Saif Al-Islam Gheddafi, figlio dell’ex dittatore Muammar Gheddafi, ha annunciato domenica la sua candidatura, mentre oggi è stata la volta del comandante orientale Khalifa Haftar. Anche il presidente del parlamento Aguila Saleh ha fatto sapere che si candiderà nei prossimi giorni.
Le due fazioni rivali della Libia non hanno però ancora concordato le regole per le elezioni a meno di sei settimane prima della data di voto del 24 dicembre fissata attraverso una tabella di marcia per la pace sostenuta dalle Nazioni Unite lo scorso anno. La tabella di marcia chiedeva alle entità politiche della Libia di concordare una base costituzionale per il voto e di tenere le elezioni parlamentari e presidenziali nella stessa data.

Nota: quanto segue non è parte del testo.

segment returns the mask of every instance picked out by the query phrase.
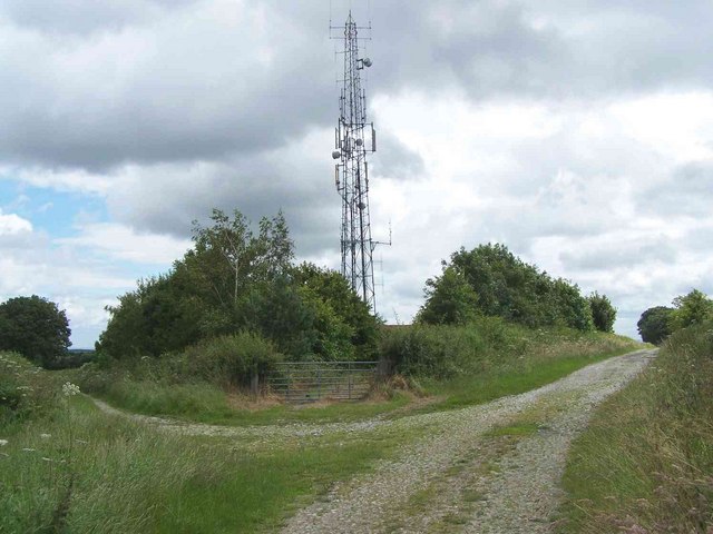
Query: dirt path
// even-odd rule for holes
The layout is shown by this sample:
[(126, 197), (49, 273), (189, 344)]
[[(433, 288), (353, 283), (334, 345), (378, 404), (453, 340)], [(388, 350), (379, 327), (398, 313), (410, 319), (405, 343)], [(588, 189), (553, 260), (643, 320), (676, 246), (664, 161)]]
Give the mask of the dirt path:
[(297, 512), (284, 533), (547, 533), (560, 500), (572, 439), (602, 400), (628, 383), (655, 350), (585, 367), (539, 389), (451, 412), (356, 423), (228, 427), (128, 414), (92, 399), (105, 413), (165, 432), (237, 438), (261, 449), (335, 433), (424, 432), (395, 461), (335, 485)]
[(550, 532), (569, 443), (654, 354), (612, 358), (486, 405), (404, 417), (428, 417), (434, 429), (399, 459), (338, 485), (283, 532)]

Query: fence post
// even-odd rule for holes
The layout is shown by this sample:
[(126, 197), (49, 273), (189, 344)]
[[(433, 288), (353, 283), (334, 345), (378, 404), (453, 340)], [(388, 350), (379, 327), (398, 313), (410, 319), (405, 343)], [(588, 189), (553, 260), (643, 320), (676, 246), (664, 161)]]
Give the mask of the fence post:
[(346, 384), (349, 385), (349, 399), (352, 399), (352, 379), (354, 378), (352, 375), (352, 363), (350, 362), (346, 366)]
[(250, 377), (250, 390), (253, 397), (257, 398), (257, 394), (260, 393), (260, 374), (257, 369), (253, 369), (253, 374)]

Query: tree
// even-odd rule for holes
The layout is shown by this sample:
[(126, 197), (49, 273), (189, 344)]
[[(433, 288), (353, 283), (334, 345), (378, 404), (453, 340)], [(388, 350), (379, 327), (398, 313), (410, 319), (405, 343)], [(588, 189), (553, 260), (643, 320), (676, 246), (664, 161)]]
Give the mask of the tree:
[[(318, 329), (329, 333), (340, 332), (352, 347), (344, 347), (332, 337), (331, 344), (340, 346), (344, 356), (351, 353), (361, 359), (370, 359), (377, 350), (380, 319), (373, 316), (369, 306), (359, 298), (346, 279), (338, 271), (323, 269), (314, 264), (303, 263), (292, 271), (293, 281), (300, 286), (303, 297), (313, 303), (320, 322), (333, 324), (331, 328)], [(324, 334), (323, 334), (324, 335)]]
[(453, 266), (442, 264), (441, 276), (426, 280), (426, 303), (416, 317), (430, 325), (462, 325), (478, 310), (478, 295)]
[(673, 308), (655, 306), (644, 312), (636, 323), (638, 335), (644, 343), (661, 345), (671, 335), (671, 316)]
[(0, 349), (14, 350), (26, 358), (51, 367), (71, 345), (65, 310), (32, 295), (10, 298), (0, 305)]
[(576, 284), (553, 279), (500, 244), (453, 253), (443, 274), (427, 280), (424, 293), (423, 322), (462, 323), (482, 314), (529, 327), (594, 328), (589, 304)]
[(292, 265), (281, 212), (257, 235), (240, 212), (194, 224), (194, 247), (169, 273), (119, 297), (97, 349), (121, 358), (159, 356), (240, 332), (261, 335), (291, 360), (369, 358), (378, 319), (332, 270)]
[(674, 298), (673, 305), (675, 309), (671, 316), (671, 326), (674, 330), (713, 319), (713, 300), (699, 289)]
[(599, 295), (594, 291), (587, 298), (589, 308), (592, 309), (592, 320), (594, 327), (599, 332), (614, 332), (614, 322), (616, 320), (616, 308), (612, 306), (612, 301), (606, 295)]

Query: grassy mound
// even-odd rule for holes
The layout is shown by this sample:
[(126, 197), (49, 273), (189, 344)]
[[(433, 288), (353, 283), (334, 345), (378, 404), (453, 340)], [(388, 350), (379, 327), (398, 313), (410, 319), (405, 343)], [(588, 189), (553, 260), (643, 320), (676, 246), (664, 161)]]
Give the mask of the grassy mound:
[(713, 528), (713, 324), (675, 333), (574, 443), (563, 533)]

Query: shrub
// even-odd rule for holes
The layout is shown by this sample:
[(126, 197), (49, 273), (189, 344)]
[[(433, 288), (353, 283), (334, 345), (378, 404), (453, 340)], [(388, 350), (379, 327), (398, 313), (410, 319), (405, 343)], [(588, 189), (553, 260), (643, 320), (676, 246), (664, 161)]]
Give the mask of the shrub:
[(472, 326), (414, 325), (384, 329), (380, 353), (395, 373), (443, 379), (478, 370), (486, 346)]
[(0, 305), (0, 350), (14, 350), (45, 367), (66, 356), (69, 323), (55, 303), (32, 295)]
[(594, 327), (599, 332), (614, 332), (616, 308), (612, 306), (612, 301), (607, 296), (594, 291), (587, 300), (589, 301), (589, 308), (592, 308)]
[(260, 334), (240, 332), (201, 342), (182, 354), (188, 376), (222, 386), (244, 386), (255, 373), (264, 375), (283, 359)]
[(655, 306), (644, 312), (636, 323), (642, 340), (661, 345), (671, 335), (671, 314), (673, 308), (666, 306)]
[(0, 424), (46, 413), (56, 404), (56, 388), (46, 373), (13, 353), (0, 353)]
[(713, 300), (697, 289), (674, 298), (673, 305), (676, 307), (671, 315), (673, 330), (700, 325), (713, 319)]

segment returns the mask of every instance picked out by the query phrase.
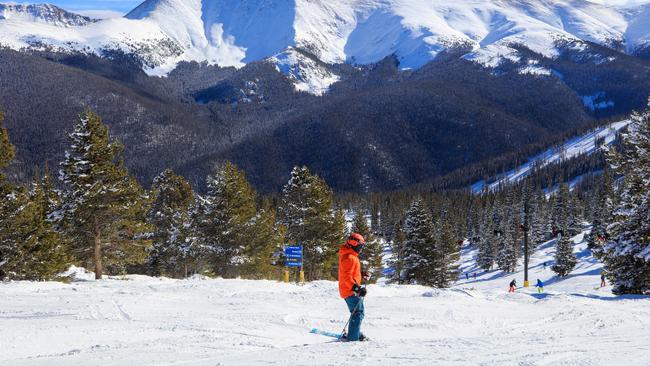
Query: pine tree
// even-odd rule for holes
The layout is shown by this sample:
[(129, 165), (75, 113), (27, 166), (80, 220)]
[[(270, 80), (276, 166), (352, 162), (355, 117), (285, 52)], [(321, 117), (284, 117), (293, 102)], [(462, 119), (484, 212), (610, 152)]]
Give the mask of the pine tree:
[(500, 241), (498, 222), (493, 219), (492, 212), (495, 210), (494, 202), (485, 209), (484, 218), (481, 220), (480, 234), (477, 238), (478, 251), (476, 255), (477, 265), (485, 271), (492, 270), (496, 261), (496, 244)]
[(603, 260), (603, 250), (607, 238), (609, 237), (607, 226), (612, 216), (614, 206), (614, 182), (610, 169), (607, 167), (603, 173), (600, 186), (594, 193), (594, 203), (591, 207), (592, 224), (591, 231), (587, 235), (587, 245), (594, 256)]
[(650, 110), (632, 116), (622, 147), (607, 157), (623, 184), (608, 228), (605, 270), (614, 293), (650, 294)]
[(333, 193), (306, 167), (295, 167), (282, 191), (280, 222), (287, 239), (303, 246), (307, 280), (335, 278), (337, 252), (345, 239), (342, 212), (333, 212)]
[(391, 282), (396, 282), (401, 285), (405, 283), (404, 261), (406, 254), (406, 235), (402, 229), (402, 223), (399, 221), (395, 223), (395, 229), (393, 229), (393, 240), (391, 241), (390, 247), (391, 256), (388, 264), (393, 270)]
[[(568, 228), (561, 229), (567, 232)], [(576, 256), (573, 254), (573, 241), (569, 236), (560, 234), (555, 243), (555, 264), (551, 267), (553, 272), (560, 277), (565, 277), (576, 266)]]
[(267, 201), (263, 208), (258, 210), (252, 222), (252, 239), (246, 246), (245, 255), (250, 258), (247, 265), (242, 268), (242, 276), (252, 279), (279, 278), (282, 268), (274, 258), (282, 252), (285, 241), (286, 229), (276, 220), (275, 209)]
[(460, 245), (449, 220), (438, 223), (436, 235), (435, 272), (437, 287), (449, 287), (459, 275)]
[(10, 231), (0, 239), (6, 254), (2, 271), (14, 280), (55, 279), (71, 263), (69, 242), (48, 221), (50, 206), (43, 181), (36, 179), (31, 192), (17, 188), (11, 205), (14, 209), (3, 220)]
[(360, 257), (363, 262), (363, 270), (370, 272), (371, 281), (374, 283), (382, 275), (384, 248), (379, 239), (370, 231), (368, 220), (366, 219), (366, 215), (363, 214), (363, 211), (357, 211), (352, 222), (352, 232), (359, 233), (366, 239), (366, 245)]
[(576, 236), (582, 232), (582, 220), (578, 212), (577, 202), (573, 195), (567, 197), (567, 229), (570, 237)]
[(554, 237), (557, 237), (558, 234), (569, 236), (569, 200), (569, 185), (562, 183), (553, 201), (552, 232)]
[(218, 276), (237, 277), (251, 261), (246, 247), (253, 238), (256, 193), (244, 172), (230, 162), (215, 169), (207, 185), (201, 238), (209, 269)]
[(108, 127), (92, 111), (79, 116), (69, 138), (61, 181), (74, 254), (94, 267), (97, 279), (105, 269), (124, 272), (145, 260), (149, 246), (143, 238), (149, 231), (144, 190), (124, 165), (122, 145), (110, 141)]
[(152, 275), (186, 277), (192, 261), (189, 240), (189, 208), (194, 200), (192, 187), (171, 170), (153, 181), (153, 202), (147, 221), (153, 227), (151, 251), (147, 260)]
[(499, 269), (504, 272), (514, 272), (517, 268), (517, 260), (521, 254), (521, 235), (519, 230), (519, 208), (514, 204), (512, 191), (508, 194), (503, 205), (504, 225), (501, 230), (500, 246), (497, 250), (496, 262)]
[(11, 244), (6, 239), (12, 232), (11, 225), (7, 219), (16, 207), (15, 187), (6, 182), (2, 172), (13, 161), (16, 149), (9, 141), (7, 129), (2, 127), (4, 114), (0, 112), (0, 280), (4, 279), (6, 274), (3, 270), (8, 263), (12, 251)]
[(404, 234), (404, 279), (408, 283), (434, 286), (438, 278), (433, 221), (421, 199), (415, 200), (406, 214)]

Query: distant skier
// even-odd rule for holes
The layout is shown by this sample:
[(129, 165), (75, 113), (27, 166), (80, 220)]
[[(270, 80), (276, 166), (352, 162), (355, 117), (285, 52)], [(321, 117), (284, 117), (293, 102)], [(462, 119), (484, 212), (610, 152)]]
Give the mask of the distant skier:
[[(363, 341), (361, 322), (364, 318), (363, 297), (367, 290), (361, 287), (361, 263), (359, 253), (366, 244), (361, 234), (353, 233), (339, 250), (339, 294), (350, 310), (350, 326), (347, 341)], [(365, 274), (365, 278), (368, 274)]]
[(541, 294), (542, 292), (544, 292), (544, 282), (542, 282), (542, 280), (540, 280), (539, 278), (537, 279), (537, 284), (535, 285), (535, 287), (537, 287), (538, 293)]
[(510, 289), (508, 290), (508, 292), (515, 292), (516, 288), (517, 288), (517, 280), (510, 281)]

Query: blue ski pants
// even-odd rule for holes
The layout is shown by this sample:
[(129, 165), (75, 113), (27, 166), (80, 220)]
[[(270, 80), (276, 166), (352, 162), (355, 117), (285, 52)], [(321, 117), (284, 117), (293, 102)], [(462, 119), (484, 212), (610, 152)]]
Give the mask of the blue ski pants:
[(345, 303), (348, 304), (351, 314), (354, 311), (348, 327), (348, 341), (358, 341), (361, 335), (361, 321), (363, 321), (364, 317), (363, 300), (358, 296), (350, 296), (345, 298)]

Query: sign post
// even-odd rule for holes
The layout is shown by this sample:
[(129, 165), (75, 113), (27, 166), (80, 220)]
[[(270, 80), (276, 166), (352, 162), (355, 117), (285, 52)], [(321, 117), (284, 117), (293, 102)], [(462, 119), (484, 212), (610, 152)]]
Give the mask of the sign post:
[[(299, 281), (305, 282), (305, 272), (302, 267), (302, 245), (284, 247), (285, 265), (287, 268), (300, 268)], [(288, 281), (288, 270), (285, 272), (285, 279)]]

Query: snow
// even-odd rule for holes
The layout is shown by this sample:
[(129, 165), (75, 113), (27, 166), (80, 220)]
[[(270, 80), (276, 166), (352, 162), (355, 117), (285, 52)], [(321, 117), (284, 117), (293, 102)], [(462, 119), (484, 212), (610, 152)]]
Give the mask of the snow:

Tuttavia, non c’è stato un accordo sulla costituzione e l’unica legge elettorale che è stata emanata – dal presidente del parlamento in circostanze controverse – ha fissato il 24 dicembre come data di voto solo per un primo turno delle elezioni presidenziali. Il secondo turno del voto presidenziale e le elezioni parlamentari seguiranno a gennaio o febbraio, secondo quella legge, che ha anche previsto che i funzionari che vogliono candidarsi lascino il loro ruolo tre mesi prima del giorno delle elezioni. Una circostanza che escluderebbe una discesa in campo di Dbeibah, mentre ammetterebbe quella di Haftar. L’Alto Consiglio di Stato con sede a Tripoli ha respinto la legge.